Miranda Cosgrove, who voices Margo in the films, provides narration between the short segments.

===Digital series===
Saturday Morning Minions is a comedy slapstick cartoon. It debuted in the United States on Illumination's social media on June 9, 2021, released weekly on Saturdays, and consists of 40 episodes. The series features a 2D animation style. Who's Who was released on TikTok and subsequently on YouTube.

==Outside media==
===Video game===
A free-to-play mobile game developed by Electronic Arts (otherwise known as EA), titled Minions Paradise, was released in the summer of 2015. Playing as Phil, players will help Minions design and build their own utopia set in a tropical environment. The game was removed from the App Store on May 22, 2017.

===Theme park attractions===
Universal Studios Florida features an entire Minion Land with a moving-walkway shooter attraction titled Villain-Con: Minion Blast. The attraction is also at Universal Studios Japan.

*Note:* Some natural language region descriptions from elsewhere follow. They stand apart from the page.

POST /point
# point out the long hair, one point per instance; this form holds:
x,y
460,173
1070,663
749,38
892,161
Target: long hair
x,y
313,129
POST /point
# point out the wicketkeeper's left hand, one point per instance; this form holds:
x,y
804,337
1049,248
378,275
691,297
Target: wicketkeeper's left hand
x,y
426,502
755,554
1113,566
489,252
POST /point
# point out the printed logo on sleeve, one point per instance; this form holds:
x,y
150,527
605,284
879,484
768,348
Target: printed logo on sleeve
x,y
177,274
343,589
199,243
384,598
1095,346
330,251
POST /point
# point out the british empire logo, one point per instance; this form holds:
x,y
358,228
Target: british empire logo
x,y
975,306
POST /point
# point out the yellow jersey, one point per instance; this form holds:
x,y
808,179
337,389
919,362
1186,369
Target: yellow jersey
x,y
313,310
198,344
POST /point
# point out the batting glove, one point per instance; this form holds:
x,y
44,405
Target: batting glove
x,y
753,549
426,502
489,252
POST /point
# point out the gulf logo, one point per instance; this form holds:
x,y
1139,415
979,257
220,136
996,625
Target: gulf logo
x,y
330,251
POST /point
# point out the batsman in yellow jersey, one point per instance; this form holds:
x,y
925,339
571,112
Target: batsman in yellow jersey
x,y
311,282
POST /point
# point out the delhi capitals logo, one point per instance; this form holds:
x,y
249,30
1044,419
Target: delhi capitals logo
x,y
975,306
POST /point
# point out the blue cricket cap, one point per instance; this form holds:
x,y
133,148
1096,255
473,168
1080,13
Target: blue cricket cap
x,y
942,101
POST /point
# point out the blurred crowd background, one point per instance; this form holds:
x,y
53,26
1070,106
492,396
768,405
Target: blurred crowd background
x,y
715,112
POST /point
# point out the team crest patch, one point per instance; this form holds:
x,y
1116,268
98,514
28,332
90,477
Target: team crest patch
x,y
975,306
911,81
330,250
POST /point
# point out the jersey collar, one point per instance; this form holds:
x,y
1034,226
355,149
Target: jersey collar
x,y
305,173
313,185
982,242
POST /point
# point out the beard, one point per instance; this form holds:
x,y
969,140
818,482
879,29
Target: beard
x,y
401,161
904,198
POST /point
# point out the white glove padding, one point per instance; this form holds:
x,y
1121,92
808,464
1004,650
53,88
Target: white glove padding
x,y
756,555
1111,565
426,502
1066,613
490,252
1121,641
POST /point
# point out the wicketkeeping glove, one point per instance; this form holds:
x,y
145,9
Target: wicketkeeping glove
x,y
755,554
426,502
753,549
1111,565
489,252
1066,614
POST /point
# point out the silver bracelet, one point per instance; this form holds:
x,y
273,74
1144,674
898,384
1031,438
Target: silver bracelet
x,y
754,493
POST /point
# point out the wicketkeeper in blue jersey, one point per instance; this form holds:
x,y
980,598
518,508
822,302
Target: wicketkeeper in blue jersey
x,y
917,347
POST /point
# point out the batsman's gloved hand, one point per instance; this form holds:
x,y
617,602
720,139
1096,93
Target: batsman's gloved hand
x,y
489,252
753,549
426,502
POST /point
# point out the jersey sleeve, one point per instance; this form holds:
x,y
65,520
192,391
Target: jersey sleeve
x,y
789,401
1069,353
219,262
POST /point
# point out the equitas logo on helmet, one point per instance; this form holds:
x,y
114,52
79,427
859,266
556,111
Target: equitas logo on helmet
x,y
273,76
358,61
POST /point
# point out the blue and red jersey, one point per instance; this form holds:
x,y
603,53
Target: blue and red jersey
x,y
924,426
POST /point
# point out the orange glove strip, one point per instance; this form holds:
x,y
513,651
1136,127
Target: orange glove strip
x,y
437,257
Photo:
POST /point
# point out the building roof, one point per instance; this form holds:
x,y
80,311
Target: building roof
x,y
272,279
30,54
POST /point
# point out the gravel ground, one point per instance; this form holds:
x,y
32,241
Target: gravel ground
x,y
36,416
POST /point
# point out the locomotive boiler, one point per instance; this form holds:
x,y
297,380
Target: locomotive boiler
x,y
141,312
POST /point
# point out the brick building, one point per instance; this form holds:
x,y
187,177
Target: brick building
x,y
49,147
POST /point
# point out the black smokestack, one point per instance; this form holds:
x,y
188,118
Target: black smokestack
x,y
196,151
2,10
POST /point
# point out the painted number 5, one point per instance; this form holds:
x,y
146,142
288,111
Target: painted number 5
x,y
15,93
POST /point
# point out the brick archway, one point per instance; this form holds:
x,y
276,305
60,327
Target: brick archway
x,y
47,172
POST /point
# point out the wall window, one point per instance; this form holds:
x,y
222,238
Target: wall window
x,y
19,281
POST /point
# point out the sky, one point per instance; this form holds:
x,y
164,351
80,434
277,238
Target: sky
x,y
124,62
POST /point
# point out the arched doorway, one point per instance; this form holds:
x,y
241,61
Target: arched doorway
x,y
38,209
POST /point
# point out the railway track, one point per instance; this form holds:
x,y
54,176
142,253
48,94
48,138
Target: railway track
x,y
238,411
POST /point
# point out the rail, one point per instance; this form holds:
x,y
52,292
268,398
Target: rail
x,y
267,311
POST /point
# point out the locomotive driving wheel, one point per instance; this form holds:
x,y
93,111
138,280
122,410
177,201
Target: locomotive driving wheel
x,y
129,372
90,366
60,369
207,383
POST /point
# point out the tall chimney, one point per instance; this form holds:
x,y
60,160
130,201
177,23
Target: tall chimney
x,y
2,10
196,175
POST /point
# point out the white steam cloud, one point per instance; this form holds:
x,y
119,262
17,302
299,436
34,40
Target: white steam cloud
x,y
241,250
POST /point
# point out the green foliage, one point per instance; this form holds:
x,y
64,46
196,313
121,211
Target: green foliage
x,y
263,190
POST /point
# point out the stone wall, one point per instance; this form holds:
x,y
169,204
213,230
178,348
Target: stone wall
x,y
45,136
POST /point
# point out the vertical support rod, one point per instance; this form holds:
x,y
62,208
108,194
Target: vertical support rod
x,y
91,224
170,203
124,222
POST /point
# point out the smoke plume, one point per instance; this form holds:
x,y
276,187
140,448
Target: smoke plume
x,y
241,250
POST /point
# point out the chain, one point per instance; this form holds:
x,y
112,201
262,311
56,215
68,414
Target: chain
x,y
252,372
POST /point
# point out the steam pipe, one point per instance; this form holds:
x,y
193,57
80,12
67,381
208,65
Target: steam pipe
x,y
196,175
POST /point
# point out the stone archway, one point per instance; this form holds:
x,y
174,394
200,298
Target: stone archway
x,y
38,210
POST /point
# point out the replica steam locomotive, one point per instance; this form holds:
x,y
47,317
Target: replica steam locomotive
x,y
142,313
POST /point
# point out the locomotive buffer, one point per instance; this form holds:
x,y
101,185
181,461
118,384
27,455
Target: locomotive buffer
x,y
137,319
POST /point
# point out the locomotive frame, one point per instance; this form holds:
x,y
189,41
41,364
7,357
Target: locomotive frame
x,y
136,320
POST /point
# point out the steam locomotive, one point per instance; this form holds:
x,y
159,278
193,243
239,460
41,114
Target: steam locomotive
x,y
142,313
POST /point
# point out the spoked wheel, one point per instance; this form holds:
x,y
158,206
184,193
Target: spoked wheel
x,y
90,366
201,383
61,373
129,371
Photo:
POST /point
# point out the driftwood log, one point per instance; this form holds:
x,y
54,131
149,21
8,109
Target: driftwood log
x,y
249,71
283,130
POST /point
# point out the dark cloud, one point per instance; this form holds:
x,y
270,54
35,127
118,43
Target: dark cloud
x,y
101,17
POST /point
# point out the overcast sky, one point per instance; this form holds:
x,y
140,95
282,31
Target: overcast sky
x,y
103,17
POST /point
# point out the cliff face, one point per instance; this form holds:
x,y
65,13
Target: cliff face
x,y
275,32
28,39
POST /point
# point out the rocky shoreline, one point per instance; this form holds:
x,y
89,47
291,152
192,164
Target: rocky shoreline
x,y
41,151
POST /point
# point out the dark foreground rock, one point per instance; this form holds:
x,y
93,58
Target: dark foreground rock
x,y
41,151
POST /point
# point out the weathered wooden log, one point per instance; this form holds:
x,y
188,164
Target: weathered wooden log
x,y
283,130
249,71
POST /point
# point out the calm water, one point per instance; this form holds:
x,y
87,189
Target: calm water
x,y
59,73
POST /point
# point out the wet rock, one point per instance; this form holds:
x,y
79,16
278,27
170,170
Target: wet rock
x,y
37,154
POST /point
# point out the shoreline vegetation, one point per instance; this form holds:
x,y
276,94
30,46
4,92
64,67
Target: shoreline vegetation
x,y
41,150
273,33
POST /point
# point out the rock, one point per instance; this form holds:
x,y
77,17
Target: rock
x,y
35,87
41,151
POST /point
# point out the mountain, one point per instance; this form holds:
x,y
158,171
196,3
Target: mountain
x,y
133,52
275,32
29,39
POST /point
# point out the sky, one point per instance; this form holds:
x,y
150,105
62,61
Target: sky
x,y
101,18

In 2026, Universal Kids Resort will include a themed land based on the Despicable Me franchise, known as Minions vs Minions: Bello Bay Club. The area will contain a river rapids ride.

==Cast and characters==

| Character | Main films |  |  |
| Minions | Minions: The Rise of Gru | Minions & Monsters |
| 2015 | 2022 | 2026 |
Introduced in Minions
| Minions | Pierre Coffin |  |  |
| Felonious Gru Sr. | Steve Carell |  | Steve Carell^{C} |
| Dr. Nefario | Silent role | Russell Brand | Romesh Ranganathan^{C} |
| Marlena Gru | Silent role | Julie Andrews |  |
| Agnes Gru |  |  | Madison Polan |
| Scarlett Overkill | Sandra Bullock | Photograph |  |
| Herb Overkill | Jon Hamm |  |  |
| Elizabeth II | Jennifer Saunders |  |  |
| Walter Nelson | Michael Keaton |  |  |
| Madge Nelson | Allison Janney |  |  |
Introduced in Minions: The Rise of Gru
| Belle Bottom |  | Taraji P. Henson |  |
| Jean-Clawed |  | Jean-Claude Van Damme |  |
| Nun-Chuck |  | Lucy Lawless |  |
| Svengeance |  | Dolph Lundgren |  |
| Stronghold |  | Danny Trejo |  |
| Wild Knuckles |  | Alan Arkin |  |
| Master Chow |  | Michelle Yeoh |  |
| Biker |  | RZA |  |
| Mr. Perkins |  | Will Arnett |  |
| Silas Ramsbottom |  | Steve Coogan |  |
Introduced in Minions & Monsters
| Goomi |  |  | Trey Parker |
| Philips |  |  | Bobby Moynihan |
| Howard |  |  | Phil LaMarr |
| Olivia H. |  |  | Allison Janney |
| Dort |  |  | Jesse Eisenberg |
| Max |  |  | Christoph Waltz |
| Debbie |  |  | Zoey Deutch |
| Frank and Elwood Bright |  |  | Jeff Bridges |

==Crew==

| Role | Films |  |  |
| Minions | Minions: The Rise of Gru | Minions & Monsters |
| Director(s) | Pierre Coffin Kyle Balda | Kyle BaldaCo-Directors: Brad Ableson Jonathan del Val | Pierre CoffinCo-Director: Patrick Delage |
| Producer(s) | Chris Meledandri Janet Healy | Chris Meledandri Janet Healy Chris Renaud | Chris Meledandri Bill Ryan |
| Executive Producer(s) | Chris Renaud | Brett Hoffman Latifa Ouaou | Brian Lynch Chris Renaud |
| Writer(s) | Brian Lynch | Screenplay: Matthew FogelStory: Brian Lynch Matthew Fogel | Brian Lynch Pierre Coffin |
| Composer(s) | Heitor Pereira |  | John Powell |
| Editor(s) | Claire Dodgson |  | Gregory Perler |
| Studio(s) | Illumination |  |  |
| Distributor(s) | Universal Pictures |  |  |

==Reception==
===Box office performance===

| Film | U.S. release date | Box office gross |  |  | All-time ranking |  | Budget | Ref. |
| U.S. and Canada | Other territories | Worldwide | U.S. and Canada | Worldwide |
| Minions | July 10, 2015 | $336,045,770 | $823,352,627 | $1,159,398,397 | 74 | 26 | $74,000,000 |  |
| Minions: The Rise of Gru | July 1, 2022 | $370,549,695 | $569,933,000 | $940,482,695 | 57 | 66 | $80,000,000 |  |
| Minions & Monsters | July 1, 2026 | $183,161,980 | $335,862,124 | $519,024,104 |  |  | $85,000,000 |  |
| Total |  | $705,740,980 | $1,393,285,627 | $2,099,026,607 |  |  | $239,000,000 |

===Critical and public response===

| Film | Critical |  | Public |
| Rotten Tomatoes | Metacritic | CinemaScore |
| Minions | 55% (223 reviews) | 56 (35 reviews) | A^{[citation needed]} |
| Minions: The Rise of Gru | 70% (184 reviews) | 56 (41 reviews) | A |
| Minions & Monsters | 89% (182 reviews) | 70 (30 reviews) | A– |

===Accolades===
Minions was nominated for BAFTA Award for Best Animated Film in 2016.